To children growing up in the villages in Odisha in the 1950's and 60’s, the detective novels functioned as a window to the urban world. The city, not the villages, served as the sites of crime and detection in these novels. The crimes took place in say Cuttack, in trains, pucca houses and railway stations and the action centred on the lives of educated urbanised characters whose speech was peppered with words and polite expressions in English.

The dresses they wore, the gadgets they used and the way they conducted their lives constituted for us a smarter, more elegant and fast-paced life and filled us with strange inarticulate yearnings for the unknown.

In fact, the detective novels were brought into the villages by young men who studied in colleges in towns and eventually found their way into the hands of younger boys and girls.
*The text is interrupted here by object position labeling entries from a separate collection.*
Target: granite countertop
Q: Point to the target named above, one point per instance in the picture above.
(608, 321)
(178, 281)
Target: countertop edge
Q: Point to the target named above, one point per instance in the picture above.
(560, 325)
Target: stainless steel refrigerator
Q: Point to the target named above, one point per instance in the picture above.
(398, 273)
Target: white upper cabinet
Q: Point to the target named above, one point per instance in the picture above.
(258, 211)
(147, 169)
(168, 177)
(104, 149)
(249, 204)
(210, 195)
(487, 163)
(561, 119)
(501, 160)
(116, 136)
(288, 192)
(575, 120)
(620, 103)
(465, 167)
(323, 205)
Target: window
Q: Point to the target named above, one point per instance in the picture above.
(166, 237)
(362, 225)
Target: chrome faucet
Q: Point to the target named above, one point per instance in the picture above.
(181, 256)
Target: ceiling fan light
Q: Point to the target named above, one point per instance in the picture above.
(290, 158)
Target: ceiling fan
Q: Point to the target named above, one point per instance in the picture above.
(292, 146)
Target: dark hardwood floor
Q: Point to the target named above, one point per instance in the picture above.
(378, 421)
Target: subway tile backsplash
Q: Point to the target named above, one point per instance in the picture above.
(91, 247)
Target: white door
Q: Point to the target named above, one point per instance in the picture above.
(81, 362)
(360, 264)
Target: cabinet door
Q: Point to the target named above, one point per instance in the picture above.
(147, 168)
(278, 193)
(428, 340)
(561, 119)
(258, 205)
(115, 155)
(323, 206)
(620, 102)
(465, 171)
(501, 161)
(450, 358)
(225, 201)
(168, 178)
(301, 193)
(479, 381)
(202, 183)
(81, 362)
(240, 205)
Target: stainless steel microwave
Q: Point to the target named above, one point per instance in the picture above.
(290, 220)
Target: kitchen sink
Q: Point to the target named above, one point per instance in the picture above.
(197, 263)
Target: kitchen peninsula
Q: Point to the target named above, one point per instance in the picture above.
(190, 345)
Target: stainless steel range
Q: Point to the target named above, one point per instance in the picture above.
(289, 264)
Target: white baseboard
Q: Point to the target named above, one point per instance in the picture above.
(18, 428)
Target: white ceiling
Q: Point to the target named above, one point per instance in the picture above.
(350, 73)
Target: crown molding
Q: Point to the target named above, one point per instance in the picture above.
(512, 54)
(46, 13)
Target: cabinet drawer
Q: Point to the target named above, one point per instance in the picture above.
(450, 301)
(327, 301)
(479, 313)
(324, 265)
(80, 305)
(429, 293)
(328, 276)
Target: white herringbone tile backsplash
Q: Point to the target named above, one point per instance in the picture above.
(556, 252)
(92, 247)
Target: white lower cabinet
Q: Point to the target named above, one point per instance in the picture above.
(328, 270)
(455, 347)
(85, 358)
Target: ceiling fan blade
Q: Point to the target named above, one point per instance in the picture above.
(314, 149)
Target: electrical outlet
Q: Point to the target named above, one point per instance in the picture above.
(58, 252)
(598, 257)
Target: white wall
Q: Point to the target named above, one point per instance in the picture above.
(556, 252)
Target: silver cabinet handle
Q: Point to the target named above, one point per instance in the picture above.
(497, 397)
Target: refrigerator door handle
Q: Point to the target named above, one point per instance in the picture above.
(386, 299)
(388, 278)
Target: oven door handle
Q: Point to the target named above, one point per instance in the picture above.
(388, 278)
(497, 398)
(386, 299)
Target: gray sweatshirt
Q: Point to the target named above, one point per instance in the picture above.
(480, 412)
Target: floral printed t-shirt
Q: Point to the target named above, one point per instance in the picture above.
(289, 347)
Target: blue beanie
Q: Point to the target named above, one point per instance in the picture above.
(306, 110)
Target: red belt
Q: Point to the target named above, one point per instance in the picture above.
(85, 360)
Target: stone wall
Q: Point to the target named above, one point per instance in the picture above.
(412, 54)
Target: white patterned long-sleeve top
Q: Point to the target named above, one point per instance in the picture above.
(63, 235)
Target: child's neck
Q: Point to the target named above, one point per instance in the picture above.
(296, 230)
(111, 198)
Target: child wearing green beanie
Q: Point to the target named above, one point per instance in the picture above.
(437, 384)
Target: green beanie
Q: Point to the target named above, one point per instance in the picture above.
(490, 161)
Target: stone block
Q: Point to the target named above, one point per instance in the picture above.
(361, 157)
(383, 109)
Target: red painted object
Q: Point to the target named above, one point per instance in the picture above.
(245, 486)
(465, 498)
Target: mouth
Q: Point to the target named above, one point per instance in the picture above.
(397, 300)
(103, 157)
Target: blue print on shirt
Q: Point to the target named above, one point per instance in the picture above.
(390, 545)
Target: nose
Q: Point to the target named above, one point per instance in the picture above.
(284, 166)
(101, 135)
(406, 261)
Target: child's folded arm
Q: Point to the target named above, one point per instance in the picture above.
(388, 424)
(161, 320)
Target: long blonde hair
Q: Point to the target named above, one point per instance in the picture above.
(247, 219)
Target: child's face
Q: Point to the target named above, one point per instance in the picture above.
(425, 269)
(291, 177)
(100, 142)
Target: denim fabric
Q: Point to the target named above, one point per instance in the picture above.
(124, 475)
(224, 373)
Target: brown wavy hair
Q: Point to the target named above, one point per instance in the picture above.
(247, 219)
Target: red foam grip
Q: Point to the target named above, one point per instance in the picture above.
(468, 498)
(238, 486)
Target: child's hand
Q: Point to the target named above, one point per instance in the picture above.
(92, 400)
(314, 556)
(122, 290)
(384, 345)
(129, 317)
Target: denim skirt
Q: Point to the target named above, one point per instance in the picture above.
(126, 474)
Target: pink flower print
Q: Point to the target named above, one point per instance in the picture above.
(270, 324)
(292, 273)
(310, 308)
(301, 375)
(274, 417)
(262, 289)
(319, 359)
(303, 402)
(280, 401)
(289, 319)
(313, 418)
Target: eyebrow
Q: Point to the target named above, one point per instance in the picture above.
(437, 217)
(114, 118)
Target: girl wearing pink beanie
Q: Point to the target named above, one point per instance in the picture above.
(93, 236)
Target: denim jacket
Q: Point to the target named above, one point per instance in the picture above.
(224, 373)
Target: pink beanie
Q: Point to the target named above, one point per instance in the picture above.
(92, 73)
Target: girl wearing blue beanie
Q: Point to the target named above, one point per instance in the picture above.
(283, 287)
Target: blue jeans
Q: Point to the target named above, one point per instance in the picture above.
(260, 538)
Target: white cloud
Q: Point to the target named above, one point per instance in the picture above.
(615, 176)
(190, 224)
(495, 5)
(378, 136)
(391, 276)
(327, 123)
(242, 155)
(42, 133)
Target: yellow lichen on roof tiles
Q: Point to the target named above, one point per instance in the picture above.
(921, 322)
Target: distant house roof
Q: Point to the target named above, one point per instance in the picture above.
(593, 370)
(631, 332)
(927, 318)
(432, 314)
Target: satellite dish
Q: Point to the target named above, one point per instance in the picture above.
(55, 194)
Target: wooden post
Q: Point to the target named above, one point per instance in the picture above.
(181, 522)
In this way, they built invisible bridges between the country and the city and shaped responses to the adult world and its charms and treacheries.

They performed another vital function, albeit unintentionally: they promoted the reading habit among the young in rural areas and made them into potential readers of serious prose fiction of the future.

Avid readers of detective novels written by household names such as Kanduri Charan Das, Bhupen Goswami and Jogendra Mohanty effortlessly took to reading novels by Fakir Mohan Senapati, Gopinath Mohanty, Surendra Mohanty and other major Odia writers and formed a part of the growing readership of Odia literature in the early 20th century.

Some of these detective novels happened to be translations of western classics such as Arthur Conan Doyle’s The Hound of the Baskervilles and created in young readers a taste for western crime fiction.

There is a piece of good news for those who would like to revisit the lost world of enchantment from which the passage of time has cut them off: two volumes of selected novels by Kanduri Charan Das, a living legend in the world of Odia detective fiction, have been recently brought out. He has also started writing his memoirs, which may prove as riveting as his novels.